今回は、当日語られた“帯津流養生法”のエッセンスの一部を紹介します!
帯津良一先生とホリスティック
講師の帯津良一先生は、埼玉県川越市にある帯津三敬病院名誉院長やNPO法人日本ホリスティック医学協会名誉会長などを歴任されている、1936年生まれの83歳。
現在も現役で、患者さんの診察を行っています。
先生が掲げている「ホリスティック」とは、「全体的な」とか「包括的な」という意味の言葉。【からだ】だけでなく、【こころ】と【いのち】を含めた人間丸ごとを対象にする医療です。
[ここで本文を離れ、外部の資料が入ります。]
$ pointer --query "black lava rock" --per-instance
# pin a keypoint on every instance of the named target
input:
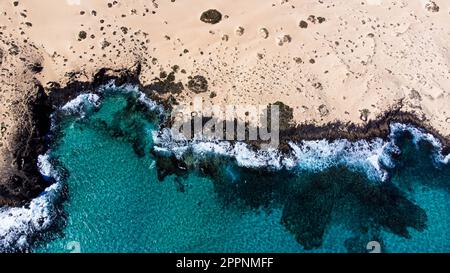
(198, 84)
(211, 16)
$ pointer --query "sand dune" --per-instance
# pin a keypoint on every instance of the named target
(330, 60)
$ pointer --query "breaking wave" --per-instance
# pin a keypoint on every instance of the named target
(20, 226)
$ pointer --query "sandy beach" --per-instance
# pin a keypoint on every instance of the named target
(331, 61)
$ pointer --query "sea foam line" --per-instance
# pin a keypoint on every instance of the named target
(18, 226)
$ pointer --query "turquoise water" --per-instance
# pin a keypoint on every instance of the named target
(116, 203)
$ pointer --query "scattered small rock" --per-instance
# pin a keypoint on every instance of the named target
(303, 24)
(432, 6)
(198, 84)
(298, 60)
(264, 33)
(364, 114)
(283, 39)
(82, 35)
(323, 110)
(240, 31)
(211, 16)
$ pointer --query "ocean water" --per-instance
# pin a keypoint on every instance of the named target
(126, 188)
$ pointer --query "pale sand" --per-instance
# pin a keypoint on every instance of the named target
(367, 56)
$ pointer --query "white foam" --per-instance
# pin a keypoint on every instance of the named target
(307, 155)
(79, 104)
(18, 225)
(371, 157)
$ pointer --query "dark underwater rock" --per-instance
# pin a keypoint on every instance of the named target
(211, 16)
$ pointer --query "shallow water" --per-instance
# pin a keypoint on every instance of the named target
(116, 203)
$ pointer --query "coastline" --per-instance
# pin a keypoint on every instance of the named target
(46, 203)
(331, 63)
(59, 96)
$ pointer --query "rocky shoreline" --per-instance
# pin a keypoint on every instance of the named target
(29, 144)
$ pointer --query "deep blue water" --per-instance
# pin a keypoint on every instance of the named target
(116, 203)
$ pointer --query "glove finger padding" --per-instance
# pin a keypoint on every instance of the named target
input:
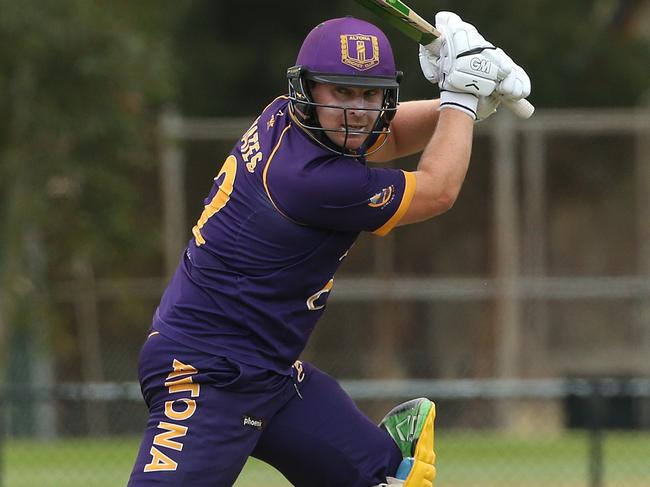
(515, 85)
(429, 61)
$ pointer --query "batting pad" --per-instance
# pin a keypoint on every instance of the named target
(424, 471)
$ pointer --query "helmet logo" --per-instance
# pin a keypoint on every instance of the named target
(360, 51)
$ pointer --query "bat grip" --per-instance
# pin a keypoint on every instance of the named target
(522, 108)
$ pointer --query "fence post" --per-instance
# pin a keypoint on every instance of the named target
(596, 419)
(506, 258)
(172, 182)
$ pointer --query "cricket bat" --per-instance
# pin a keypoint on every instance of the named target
(400, 16)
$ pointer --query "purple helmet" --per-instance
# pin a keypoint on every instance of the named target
(349, 52)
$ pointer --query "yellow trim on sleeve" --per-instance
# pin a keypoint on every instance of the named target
(409, 191)
(266, 170)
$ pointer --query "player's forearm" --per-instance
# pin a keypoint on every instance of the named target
(446, 158)
(442, 167)
(411, 130)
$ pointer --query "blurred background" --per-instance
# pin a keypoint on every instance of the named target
(524, 312)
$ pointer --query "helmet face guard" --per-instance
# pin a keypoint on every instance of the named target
(345, 52)
(303, 108)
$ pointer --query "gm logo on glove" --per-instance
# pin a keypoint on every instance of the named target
(480, 65)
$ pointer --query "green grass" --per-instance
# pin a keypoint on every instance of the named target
(464, 460)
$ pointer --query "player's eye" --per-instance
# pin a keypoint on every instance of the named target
(342, 90)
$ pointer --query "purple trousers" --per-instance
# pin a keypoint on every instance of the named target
(208, 414)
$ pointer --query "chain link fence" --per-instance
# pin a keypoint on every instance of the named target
(569, 433)
(541, 273)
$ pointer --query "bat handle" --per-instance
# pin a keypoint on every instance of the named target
(522, 108)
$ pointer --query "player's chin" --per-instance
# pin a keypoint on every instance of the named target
(352, 141)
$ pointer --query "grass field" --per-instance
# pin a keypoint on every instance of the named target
(464, 460)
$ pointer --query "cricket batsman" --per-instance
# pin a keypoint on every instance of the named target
(220, 370)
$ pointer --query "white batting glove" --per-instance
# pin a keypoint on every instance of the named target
(467, 60)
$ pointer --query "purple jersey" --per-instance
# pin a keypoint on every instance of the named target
(280, 218)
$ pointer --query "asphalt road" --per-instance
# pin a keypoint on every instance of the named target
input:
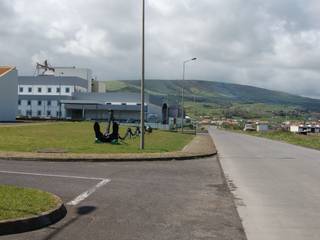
(143, 200)
(277, 186)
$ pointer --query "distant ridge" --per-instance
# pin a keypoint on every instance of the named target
(216, 93)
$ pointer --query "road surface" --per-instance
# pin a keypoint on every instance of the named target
(276, 185)
(134, 200)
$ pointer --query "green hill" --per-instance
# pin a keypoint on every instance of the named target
(224, 99)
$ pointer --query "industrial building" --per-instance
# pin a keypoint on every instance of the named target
(8, 94)
(126, 107)
(71, 93)
(66, 97)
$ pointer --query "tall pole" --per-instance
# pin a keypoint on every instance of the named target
(142, 79)
(182, 90)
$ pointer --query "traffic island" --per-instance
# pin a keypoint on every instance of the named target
(26, 209)
(200, 146)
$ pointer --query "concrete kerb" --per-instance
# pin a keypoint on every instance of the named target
(20, 225)
(202, 146)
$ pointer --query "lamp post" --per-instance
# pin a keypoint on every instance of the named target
(182, 90)
(142, 80)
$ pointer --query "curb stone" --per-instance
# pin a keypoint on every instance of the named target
(20, 225)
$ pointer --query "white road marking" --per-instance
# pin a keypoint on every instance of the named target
(78, 199)
(86, 194)
(51, 175)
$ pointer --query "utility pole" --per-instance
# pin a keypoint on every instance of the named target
(142, 114)
(182, 90)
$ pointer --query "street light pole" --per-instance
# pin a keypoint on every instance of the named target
(142, 79)
(182, 90)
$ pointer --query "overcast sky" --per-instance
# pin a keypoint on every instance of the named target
(273, 44)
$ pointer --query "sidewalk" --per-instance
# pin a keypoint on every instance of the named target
(200, 146)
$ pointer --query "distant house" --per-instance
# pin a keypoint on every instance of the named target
(262, 127)
(305, 129)
(249, 127)
(8, 94)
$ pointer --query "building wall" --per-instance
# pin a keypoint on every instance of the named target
(8, 95)
(98, 86)
(40, 108)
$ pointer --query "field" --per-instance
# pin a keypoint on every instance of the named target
(297, 139)
(78, 137)
(18, 202)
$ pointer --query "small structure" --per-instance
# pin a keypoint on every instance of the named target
(8, 94)
(262, 127)
(305, 129)
(249, 127)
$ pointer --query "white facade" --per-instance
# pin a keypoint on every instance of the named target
(41, 96)
(262, 128)
(296, 129)
(8, 93)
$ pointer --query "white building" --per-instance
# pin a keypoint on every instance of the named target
(262, 127)
(41, 96)
(8, 94)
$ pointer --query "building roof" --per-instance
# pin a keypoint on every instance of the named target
(121, 97)
(5, 69)
(52, 80)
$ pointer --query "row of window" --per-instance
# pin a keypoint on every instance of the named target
(49, 89)
(49, 102)
(39, 113)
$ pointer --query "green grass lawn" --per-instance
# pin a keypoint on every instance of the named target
(297, 139)
(18, 202)
(78, 137)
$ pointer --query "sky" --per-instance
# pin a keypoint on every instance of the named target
(273, 44)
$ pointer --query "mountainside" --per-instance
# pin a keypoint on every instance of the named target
(216, 92)
(223, 99)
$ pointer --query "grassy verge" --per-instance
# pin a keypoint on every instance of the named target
(297, 139)
(18, 202)
(79, 137)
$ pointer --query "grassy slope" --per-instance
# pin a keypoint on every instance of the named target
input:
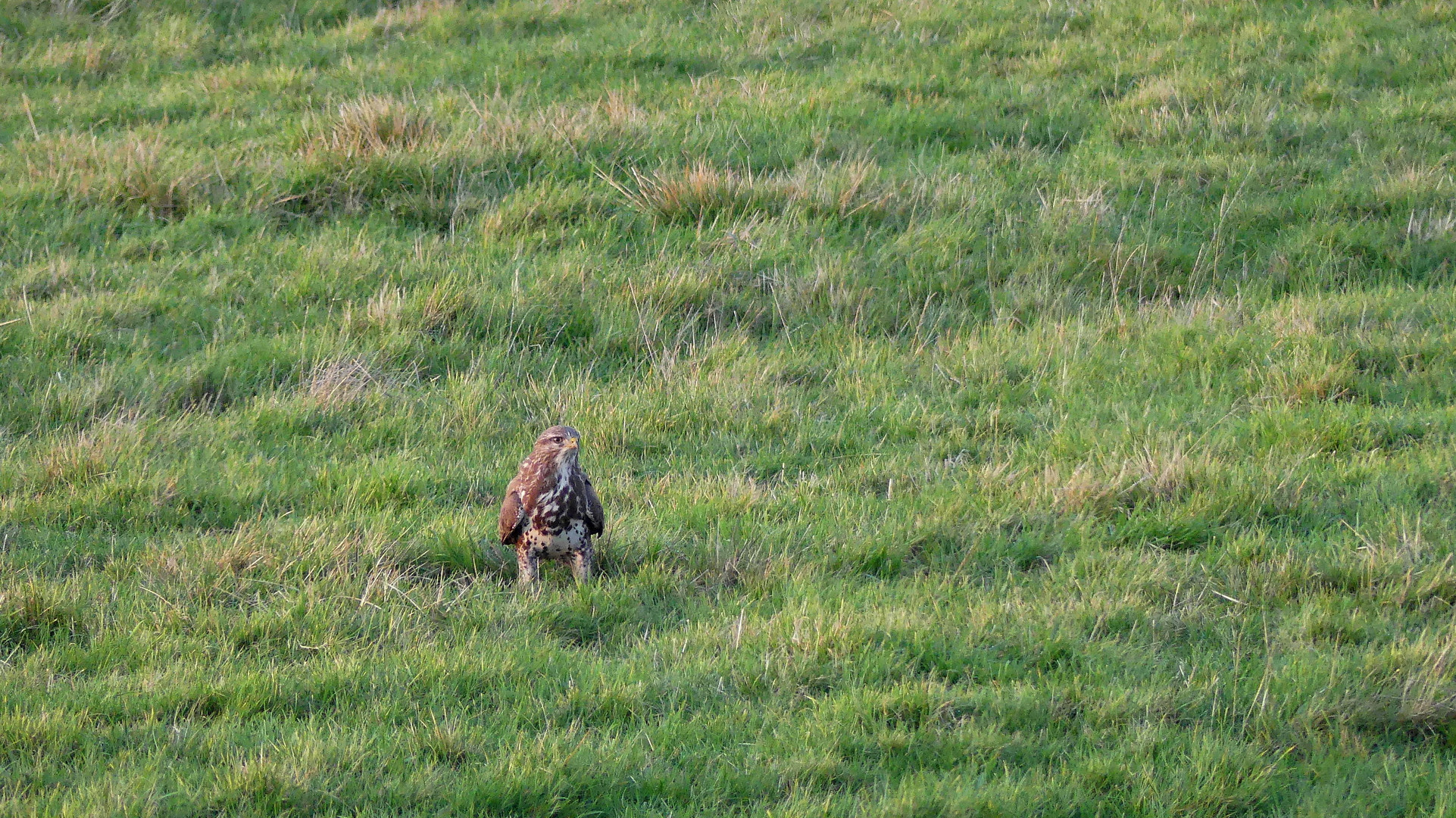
(1001, 407)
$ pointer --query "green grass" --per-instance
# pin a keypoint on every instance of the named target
(1001, 408)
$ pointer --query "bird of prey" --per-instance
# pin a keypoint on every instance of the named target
(551, 511)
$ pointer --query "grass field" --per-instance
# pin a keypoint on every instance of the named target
(1001, 407)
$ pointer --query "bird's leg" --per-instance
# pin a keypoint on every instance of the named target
(581, 562)
(527, 565)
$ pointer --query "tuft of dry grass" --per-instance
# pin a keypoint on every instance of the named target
(342, 380)
(136, 172)
(376, 124)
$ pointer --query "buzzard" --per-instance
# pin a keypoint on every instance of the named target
(551, 508)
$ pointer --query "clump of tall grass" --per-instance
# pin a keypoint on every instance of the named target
(374, 124)
(134, 173)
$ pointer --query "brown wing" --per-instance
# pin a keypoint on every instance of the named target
(513, 516)
(595, 517)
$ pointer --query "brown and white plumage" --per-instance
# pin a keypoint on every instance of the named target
(551, 511)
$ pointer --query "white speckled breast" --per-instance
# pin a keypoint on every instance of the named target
(571, 540)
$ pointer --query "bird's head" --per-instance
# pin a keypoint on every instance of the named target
(560, 445)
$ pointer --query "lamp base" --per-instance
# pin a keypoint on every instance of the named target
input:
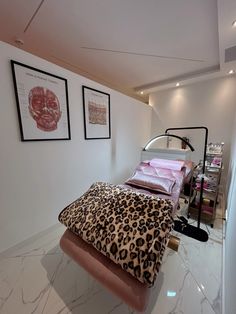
(190, 231)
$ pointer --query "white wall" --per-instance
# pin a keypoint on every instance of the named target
(209, 103)
(37, 179)
(230, 248)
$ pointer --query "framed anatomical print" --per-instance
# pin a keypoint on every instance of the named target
(96, 114)
(42, 104)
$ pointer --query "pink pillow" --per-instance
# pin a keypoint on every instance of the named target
(157, 184)
(167, 164)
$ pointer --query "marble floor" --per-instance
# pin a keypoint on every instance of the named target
(37, 277)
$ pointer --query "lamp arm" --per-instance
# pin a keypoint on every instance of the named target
(167, 135)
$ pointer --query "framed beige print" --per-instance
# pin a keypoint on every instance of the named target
(96, 105)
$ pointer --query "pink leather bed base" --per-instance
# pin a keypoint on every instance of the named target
(111, 275)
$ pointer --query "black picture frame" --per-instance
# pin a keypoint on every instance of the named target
(96, 109)
(42, 104)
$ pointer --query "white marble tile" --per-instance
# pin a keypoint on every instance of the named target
(176, 290)
(25, 284)
(37, 277)
(45, 243)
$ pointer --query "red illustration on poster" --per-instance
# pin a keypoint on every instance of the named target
(44, 108)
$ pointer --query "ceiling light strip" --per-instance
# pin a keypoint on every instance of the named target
(142, 54)
(33, 16)
(179, 78)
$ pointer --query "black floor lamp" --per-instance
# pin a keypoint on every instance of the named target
(182, 226)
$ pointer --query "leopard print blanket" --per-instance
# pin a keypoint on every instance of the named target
(129, 227)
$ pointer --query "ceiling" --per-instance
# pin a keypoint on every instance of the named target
(130, 45)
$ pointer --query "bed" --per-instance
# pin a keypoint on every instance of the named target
(118, 233)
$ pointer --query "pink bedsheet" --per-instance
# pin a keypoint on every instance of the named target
(177, 176)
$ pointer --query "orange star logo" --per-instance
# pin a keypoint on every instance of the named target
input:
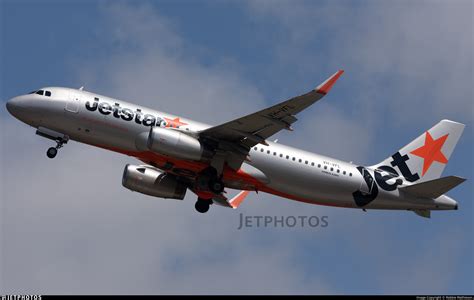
(175, 123)
(431, 151)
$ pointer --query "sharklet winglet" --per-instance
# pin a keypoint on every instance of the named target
(326, 86)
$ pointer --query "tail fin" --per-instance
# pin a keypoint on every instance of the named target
(426, 157)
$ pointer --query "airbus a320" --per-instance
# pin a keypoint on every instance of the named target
(180, 154)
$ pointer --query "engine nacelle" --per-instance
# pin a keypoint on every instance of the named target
(174, 143)
(151, 182)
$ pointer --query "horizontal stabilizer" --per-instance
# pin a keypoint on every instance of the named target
(433, 188)
(425, 213)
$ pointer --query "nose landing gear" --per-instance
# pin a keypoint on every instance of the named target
(202, 205)
(60, 139)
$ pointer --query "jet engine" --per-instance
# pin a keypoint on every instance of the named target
(174, 143)
(149, 181)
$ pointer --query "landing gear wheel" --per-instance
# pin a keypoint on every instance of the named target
(51, 153)
(216, 186)
(202, 205)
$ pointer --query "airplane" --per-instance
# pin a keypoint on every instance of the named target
(180, 154)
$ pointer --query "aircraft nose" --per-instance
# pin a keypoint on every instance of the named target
(12, 105)
(17, 107)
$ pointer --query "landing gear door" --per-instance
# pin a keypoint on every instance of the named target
(72, 105)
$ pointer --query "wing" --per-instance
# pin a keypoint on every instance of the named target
(235, 138)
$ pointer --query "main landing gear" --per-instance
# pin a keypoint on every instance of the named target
(210, 184)
(53, 151)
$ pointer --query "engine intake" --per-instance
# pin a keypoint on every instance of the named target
(174, 143)
(151, 182)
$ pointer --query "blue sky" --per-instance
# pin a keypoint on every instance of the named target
(408, 65)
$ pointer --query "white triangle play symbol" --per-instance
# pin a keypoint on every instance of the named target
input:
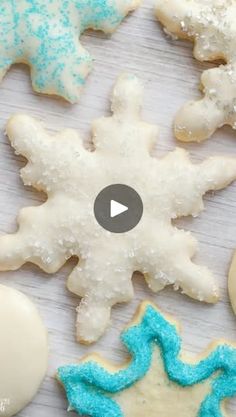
(117, 208)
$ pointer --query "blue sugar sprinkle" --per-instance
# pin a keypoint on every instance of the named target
(45, 34)
(89, 387)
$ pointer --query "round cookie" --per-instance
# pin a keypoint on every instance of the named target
(23, 351)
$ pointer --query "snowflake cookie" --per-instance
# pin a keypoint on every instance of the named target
(45, 34)
(65, 225)
(159, 379)
(211, 24)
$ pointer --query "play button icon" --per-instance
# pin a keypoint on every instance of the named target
(118, 208)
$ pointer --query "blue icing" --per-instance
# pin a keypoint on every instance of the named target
(45, 34)
(89, 387)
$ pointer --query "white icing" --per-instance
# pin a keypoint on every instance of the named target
(211, 24)
(155, 395)
(232, 283)
(23, 351)
(65, 225)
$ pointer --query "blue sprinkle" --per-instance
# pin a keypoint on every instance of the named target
(45, 34)
(89, 387)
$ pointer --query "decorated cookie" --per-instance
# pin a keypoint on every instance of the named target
(232, 283)
(211, 25)
(23, 351)
(65, 225)
(45, 34)
(159, 379)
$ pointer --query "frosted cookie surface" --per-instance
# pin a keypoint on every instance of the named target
(159, 380)
(45, 34)
(211, 24)
(65, 225)
(23, 351)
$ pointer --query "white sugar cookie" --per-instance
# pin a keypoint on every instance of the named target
(232, 283)
(23, 351)
(45, 35)
(211, 24)
(65, 224)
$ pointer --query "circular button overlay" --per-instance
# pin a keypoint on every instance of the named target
(118, 208)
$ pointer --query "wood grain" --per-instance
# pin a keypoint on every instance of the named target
(171, 77)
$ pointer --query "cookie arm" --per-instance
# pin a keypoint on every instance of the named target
(217, 172)
(100, 289)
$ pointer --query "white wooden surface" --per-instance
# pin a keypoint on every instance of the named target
(171, 76)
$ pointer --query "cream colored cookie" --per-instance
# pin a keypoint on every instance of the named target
(211, 24)
(45, 35)
(65, 225)
(23, 351)
(159, 380)
(232, 283)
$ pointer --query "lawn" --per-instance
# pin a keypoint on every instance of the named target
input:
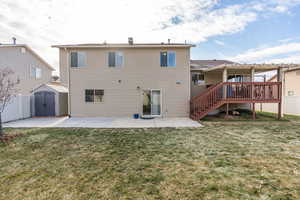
(223, 160)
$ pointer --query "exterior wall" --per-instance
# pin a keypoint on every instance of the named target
(21, 63)
(141, 70)
(292, 79)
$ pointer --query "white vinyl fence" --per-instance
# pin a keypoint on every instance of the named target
(18, 108)
(291, 106)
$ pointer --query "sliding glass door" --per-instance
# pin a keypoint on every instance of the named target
(151, 103)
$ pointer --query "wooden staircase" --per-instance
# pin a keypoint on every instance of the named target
(233, 92)
(206, 102)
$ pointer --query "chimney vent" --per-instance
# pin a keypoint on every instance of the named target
(14, 40)
(130, 41)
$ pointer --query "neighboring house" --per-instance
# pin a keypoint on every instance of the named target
(291, 93)
(31, 70)
(27, 65)
(119, 80)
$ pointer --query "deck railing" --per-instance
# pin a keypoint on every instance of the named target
(234, 92)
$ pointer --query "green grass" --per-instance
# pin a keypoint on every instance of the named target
(223, 160)
(246, 115)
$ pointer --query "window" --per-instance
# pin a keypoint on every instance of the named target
(35, 72)
(78, 59)
(93, 96)
(198, 78)
(291, 93)
(167, 59)
(238, 78)
(115, 59)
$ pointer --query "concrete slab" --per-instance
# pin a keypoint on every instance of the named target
(102, 122)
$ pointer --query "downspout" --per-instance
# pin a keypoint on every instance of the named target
(69, 83)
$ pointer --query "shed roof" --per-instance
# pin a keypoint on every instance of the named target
(55, 86)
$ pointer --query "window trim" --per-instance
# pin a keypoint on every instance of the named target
(94, 94)
(198, 74)
(70, 59)
(33, 69)
(168, 66)
(116, 66)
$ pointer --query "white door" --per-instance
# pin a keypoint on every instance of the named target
(151, 103)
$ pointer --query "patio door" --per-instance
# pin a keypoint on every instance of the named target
(151, 103)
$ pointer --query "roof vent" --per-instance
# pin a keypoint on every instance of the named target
(14, 40)
(130, 40)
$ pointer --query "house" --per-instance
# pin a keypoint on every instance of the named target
(291, 93)
(119, 80)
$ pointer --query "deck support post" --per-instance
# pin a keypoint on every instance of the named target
(253, 111)
(281, 92)
(227, 109)
(225, 76)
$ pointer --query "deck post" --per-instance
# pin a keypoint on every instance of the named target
(280, 78)
(252, 79)
(227, 109)
(225, 76)
(253, 111)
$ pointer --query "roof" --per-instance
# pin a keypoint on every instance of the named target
(206, 64)
(31, 50)
(125, 45)
(57, 86)
(257, 67)
(287, 70)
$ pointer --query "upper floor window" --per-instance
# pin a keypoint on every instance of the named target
(115, 59)
(35, 72)
(167, 59)
(78, 59)
(93, 95)
(198, 78)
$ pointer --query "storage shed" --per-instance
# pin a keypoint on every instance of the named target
(50, 100)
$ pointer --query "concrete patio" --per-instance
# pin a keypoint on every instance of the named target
(100, 122)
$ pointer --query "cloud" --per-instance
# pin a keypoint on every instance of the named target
(219, 42)
(294, 59)
(43, 23)
(260, 55)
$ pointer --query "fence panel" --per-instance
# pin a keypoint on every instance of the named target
(18, 108)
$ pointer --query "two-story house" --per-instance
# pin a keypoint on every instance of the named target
(119, 80)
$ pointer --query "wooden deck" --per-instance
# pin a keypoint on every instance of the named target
(234, 92)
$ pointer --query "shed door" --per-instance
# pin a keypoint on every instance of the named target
(44, 103)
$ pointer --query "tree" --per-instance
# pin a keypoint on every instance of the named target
(8, 91)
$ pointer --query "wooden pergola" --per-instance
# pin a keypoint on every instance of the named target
(241, 92)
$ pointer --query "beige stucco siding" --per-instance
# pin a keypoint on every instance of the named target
(21, 63)
(141, 69)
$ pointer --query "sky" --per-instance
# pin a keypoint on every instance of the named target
(245, 31)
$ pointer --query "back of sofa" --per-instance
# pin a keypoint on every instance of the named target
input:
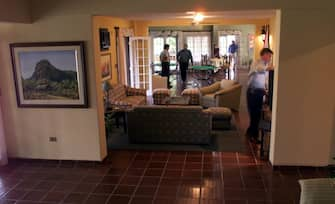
(169, 124)
(117, 92)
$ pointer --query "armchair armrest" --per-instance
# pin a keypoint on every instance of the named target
(229, 97)
(135, 91)
(228, 90)
(210, 89)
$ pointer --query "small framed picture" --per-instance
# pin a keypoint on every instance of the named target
(50, 74)
(106, 66)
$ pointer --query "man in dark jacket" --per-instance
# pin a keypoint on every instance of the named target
(184, 56)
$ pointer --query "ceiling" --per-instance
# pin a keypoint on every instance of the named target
(251, 14)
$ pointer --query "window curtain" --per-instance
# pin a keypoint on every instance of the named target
(3, 149)
(199, 43)
(124, 32)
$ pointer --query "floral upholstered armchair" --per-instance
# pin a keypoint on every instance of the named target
(120, 95)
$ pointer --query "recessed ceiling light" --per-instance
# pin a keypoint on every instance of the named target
(198, 17)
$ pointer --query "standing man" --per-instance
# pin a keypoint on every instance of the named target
(184, 56)
(256, 91)
(165, 61)
(232, 50)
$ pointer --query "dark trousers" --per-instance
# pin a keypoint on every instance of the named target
(255, 104)
(183, 70)
(166, 71)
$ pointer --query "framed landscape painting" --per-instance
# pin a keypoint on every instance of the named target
(50, 75)
(105, 66)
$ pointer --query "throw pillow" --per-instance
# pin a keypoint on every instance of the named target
(226, 83)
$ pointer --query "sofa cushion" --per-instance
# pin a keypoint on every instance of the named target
(194, 95)
(208, 100)
(135, 100)
(117, 93)
(226, 83)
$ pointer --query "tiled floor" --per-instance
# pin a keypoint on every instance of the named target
(153, 177)
(156, 177)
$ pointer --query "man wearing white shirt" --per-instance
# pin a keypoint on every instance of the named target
(165, 61)
(256, 90)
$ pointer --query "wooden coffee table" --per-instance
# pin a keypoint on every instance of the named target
(177, 100)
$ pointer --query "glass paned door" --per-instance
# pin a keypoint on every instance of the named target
(158, 45)
(224, 42)
(140, 63)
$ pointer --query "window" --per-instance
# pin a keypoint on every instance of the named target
(224, 42)
(198, 44)
(158, 45)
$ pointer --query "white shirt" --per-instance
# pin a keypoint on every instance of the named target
(258, 74)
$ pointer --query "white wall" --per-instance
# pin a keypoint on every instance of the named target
(305, 95)
(15, 11)
(28, 130)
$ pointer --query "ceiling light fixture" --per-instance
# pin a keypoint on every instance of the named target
(198, 17)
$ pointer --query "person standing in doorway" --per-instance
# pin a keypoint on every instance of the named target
(256, 91)
(232, 50)
(184, 57)
(165, 61)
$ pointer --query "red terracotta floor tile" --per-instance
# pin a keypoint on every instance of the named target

先生は、東大医学部第三外科に入局後、都立駒込病院で外科医長を務め、主に食道癌などの手術や治療を行っていく中で西洋医学の限界を感じ、代替療法も取り入れた治療を行うようになりました。
帯津三敬病院は、そうした治療を求める患者さんが全国から訪れています。
先生は、ご講演の中で、代替療法は【こころ】へのアプローチが得意で、西洋医学の治療に加えることで自然治癒力が高まるとおっしゃいました。実際に病院で実践されているのは、鍼灸・ビワ温灸・心理カウンセリング・ホメオパシー・気功・音楽療法・アロマセラピー・イメージ療法・太極拳・ヨーガ療法とバラエティ豊か! なんと病院内には道場もあり、外来や入院患者さんが気功や太極拳を行っています。
場のエネルギーを高めるために
帯津先生曰く、「ホリスティック」とは、臓器と臓器間の目に見えない繋がりを大切にし、場のエネルギーを高める医療。患者さんの開腹手術を数え切れないほど経験され、実際に臓器のありようを見続けてきた先生ならではの表現です。
続けて、臓器のコンディションだけを見るのではなく、患者や医療者が一体感を持って【こころ】をひとつにする”寄り添う医療“が大切だと指摘されました。事実、先生と患者さんとは常に戦友の間柄。一緒に治療の戦略を立て、患者さんの【いのち】の場を引き上げることを心掛けているそうです。
そんな先生の元気の秘訣は、自ら行っている養生法。とはいえ、堅苦しいところが一切ないのが帯津流です。
食養生のコツは、好きなものを少しだけ食べること。
気功や太極拳で体と呼吸と心(精神)を整え、「調身・調息・調心」を実践することで日々の診療に向かうエネルギーを高めているとか。「目に青葉(旬の食べ物)、“朝の気功に夜の酒”」を長年モットーとしてきたと、茶目っけたっぷりに明かされました。
講演会の最後には、参加者全員で、帯津先生が考案された呼吸法「時空」を実施。初めて経験された方も多かったですが、皆さん一様に「とても気持ちよかった」と喜ばれていた笑顔が印象的でした。
いい加減に生きるコツ
講演の終盤は、いよいよ帯津先生の「いい加減に生きるコツ」の披露です。
「大事なことはいい加減に決めてきた」。その言葉の真意は、「流れに任せる」です。
58年もの間、癌治療の現場に立ち続けて分かったことは、心のトキメキが生きる力になること。たとえば、200人以上からなる「患者会」という組織の中で、他の会員の世話役を買って出た人に病の再発は見られないそうです。「誰かの役に立ちたい」という心のトキメキが活力を高めているということなのでしょう。
帯津三敬病院99床あるうちの実に4分の3が癌患者さん。
1週間に1人は亡くなられていく中で、「キリストの最後の晩餐のように『今日が最後』と思って生きています」。
そう力強く話を締めくくられた先生が率いる帯津三敬病院の基本理念は「今日よりよい明日」です。